As for notation, let $G$ be a group, and fix $a\in G$. Denote the centralizer of $a$ by $C_G(a)=\{g\in G:ga=ag\}$ and the conjugacy class of $a$ as $\{g^{-1}ag:g\in G\}$.
The theorem states that there is a bijection between the right cosets of $C_G(a)$ and the conjugates of $a$. However, instead of explicitly defining a bijective function between $\{g^{-1}ag\}$ and $C_G(a)$, the proof does the following:
Proof. If $x,y\in G$ are in the same right coset, then $y=cx$ for some $c\in C_G(a)$. Thus $y^{-1}ay=x^{-1}c^{-1}acx=x^{-1}c^{-1}cax=x^{-1}ax$. Conversely, if $y^{-1}ay=x^{-1}ax$ then $xy^{-1}a=axy^{-1}$ and $xy^{-1}\in C_G(a)$ giving $x,y$ are in the same right coset. $\blacksquare$
The algebra/manipulation is all straightforward, but I'm struggling to understand what this proof is actually doing. My rough understanding of this proof is that:
If two conjugates of $a$ are equal (call them $x^{-1}ax$ and $y^{-1}ay$), then $x$ and $y$ are in the same right coset of $C_G(a)$.
If two elements $x,y$ are in the same right coset of $C_G(a)$, then $x^{-1}ax=y^{-1}ay$.
Is this interpretation correct? And if so, why does this show a bijection between the right cosets and the conjugates?
Thank you!
As the proof shows, the elements of a given (fixed) coset of $C=C_G(a)$ all end up giving the same outcome, and hence we can define a function $f$ from the set of right cosets of $C$ to the set of conjugates of $a$ by $f(Cx) = x^{-1}ax$. That this is well defined is the thing the author actually proves when they show that the conjugate is independent of the choice of representative. Thus, $f(Cx) = f(Cy)$ whenever $x$ and $y$ are in the same right coset of $C$.
The other direction will also show that there exists a well defined function going the opposite direction. Suppose $x, y\in G$ are such that $x^{-1}ax=y^{-1}ay$. As the author shows, this leads to $xy^{-1}\in C$, and this means that $Cx = Cy$: $xy^{-1} = c \Leftrightarrow x = cy$ for some $c\in C$. Thus, we may define a function $g$ by $g(x^{-1}ax)=Cx$. It follows that, with the same $y$ as before, $f(y^{-1}ay)=Cy=Cx=f(x^{-1}ax)$, as desired.
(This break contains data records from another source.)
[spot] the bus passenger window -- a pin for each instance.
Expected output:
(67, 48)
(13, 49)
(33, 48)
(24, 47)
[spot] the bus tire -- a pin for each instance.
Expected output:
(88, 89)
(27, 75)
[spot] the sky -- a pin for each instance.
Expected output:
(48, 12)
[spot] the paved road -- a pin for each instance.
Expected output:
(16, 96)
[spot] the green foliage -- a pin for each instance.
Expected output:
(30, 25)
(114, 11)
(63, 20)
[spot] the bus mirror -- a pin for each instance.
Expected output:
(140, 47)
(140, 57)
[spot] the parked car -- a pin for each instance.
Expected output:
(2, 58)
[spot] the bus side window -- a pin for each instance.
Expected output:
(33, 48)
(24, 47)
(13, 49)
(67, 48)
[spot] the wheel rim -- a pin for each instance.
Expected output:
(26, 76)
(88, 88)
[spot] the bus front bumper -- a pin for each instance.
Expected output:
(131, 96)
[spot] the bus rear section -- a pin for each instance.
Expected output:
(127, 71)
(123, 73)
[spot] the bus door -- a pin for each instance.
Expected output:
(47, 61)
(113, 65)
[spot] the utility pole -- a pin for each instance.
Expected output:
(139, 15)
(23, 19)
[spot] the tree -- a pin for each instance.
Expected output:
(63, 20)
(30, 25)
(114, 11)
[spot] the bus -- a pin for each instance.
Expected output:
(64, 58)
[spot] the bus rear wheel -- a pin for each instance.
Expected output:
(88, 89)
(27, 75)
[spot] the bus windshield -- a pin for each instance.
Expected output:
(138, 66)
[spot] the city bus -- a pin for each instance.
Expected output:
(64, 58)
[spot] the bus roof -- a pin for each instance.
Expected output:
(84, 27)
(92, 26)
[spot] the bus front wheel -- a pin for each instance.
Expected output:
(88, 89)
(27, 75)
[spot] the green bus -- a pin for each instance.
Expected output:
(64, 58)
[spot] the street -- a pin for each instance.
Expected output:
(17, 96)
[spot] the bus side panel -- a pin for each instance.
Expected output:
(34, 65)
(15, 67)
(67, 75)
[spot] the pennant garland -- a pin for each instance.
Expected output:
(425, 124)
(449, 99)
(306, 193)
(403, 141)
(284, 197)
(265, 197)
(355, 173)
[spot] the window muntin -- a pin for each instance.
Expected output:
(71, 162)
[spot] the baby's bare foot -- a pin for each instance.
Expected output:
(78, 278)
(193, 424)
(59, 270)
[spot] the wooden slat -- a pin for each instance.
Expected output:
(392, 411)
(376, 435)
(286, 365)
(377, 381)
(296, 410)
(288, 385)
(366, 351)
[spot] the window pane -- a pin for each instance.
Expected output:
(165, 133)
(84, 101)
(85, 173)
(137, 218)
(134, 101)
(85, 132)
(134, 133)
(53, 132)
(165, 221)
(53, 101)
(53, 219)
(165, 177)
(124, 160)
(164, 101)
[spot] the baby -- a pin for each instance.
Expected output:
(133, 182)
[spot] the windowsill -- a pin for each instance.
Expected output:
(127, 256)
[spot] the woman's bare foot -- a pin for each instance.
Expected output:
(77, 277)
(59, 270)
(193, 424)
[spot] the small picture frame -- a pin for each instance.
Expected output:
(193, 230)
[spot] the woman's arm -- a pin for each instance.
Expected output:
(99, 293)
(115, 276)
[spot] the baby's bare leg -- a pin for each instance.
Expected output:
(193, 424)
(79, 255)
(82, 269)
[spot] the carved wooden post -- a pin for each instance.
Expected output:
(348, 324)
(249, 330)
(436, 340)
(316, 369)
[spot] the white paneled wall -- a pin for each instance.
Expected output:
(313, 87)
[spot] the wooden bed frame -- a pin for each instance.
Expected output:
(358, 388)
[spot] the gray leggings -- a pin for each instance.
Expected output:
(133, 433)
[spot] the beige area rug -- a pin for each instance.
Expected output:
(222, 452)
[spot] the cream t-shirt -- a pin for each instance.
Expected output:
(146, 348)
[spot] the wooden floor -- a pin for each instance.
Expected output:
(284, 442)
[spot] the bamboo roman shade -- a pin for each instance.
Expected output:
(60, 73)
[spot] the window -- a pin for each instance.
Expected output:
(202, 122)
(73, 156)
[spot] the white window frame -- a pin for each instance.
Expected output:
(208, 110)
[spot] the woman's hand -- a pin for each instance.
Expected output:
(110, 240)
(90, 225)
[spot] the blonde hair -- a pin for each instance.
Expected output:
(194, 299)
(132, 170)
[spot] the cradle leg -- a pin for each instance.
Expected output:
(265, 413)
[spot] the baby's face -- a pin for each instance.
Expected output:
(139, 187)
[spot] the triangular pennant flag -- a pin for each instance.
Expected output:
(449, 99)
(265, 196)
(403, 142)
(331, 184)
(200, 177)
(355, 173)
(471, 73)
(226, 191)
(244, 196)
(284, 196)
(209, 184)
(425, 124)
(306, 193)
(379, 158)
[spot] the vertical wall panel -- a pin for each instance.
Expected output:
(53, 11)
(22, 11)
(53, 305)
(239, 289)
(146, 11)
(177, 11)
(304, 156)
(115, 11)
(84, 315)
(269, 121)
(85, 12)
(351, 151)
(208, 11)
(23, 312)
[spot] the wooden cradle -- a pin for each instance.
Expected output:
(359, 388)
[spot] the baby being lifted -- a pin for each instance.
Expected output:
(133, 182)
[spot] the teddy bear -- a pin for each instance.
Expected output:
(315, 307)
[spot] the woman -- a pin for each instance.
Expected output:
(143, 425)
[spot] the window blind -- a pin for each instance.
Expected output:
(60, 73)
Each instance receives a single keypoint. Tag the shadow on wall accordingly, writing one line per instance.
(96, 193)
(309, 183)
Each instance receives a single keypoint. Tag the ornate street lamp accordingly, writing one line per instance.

Now, let's compose them. $(g\circ f)(Cx) = g(x^{-1}ax)=Cx$ and $(f\circ g)(x^{-1}ax)=f(Cx)=x^{-1}ax$, so the composites are identities, and so $f$ and $g$ are mutual inverses. That's how you get the bijection(s). The same thing can also be done if you just switch right cosets to left ones.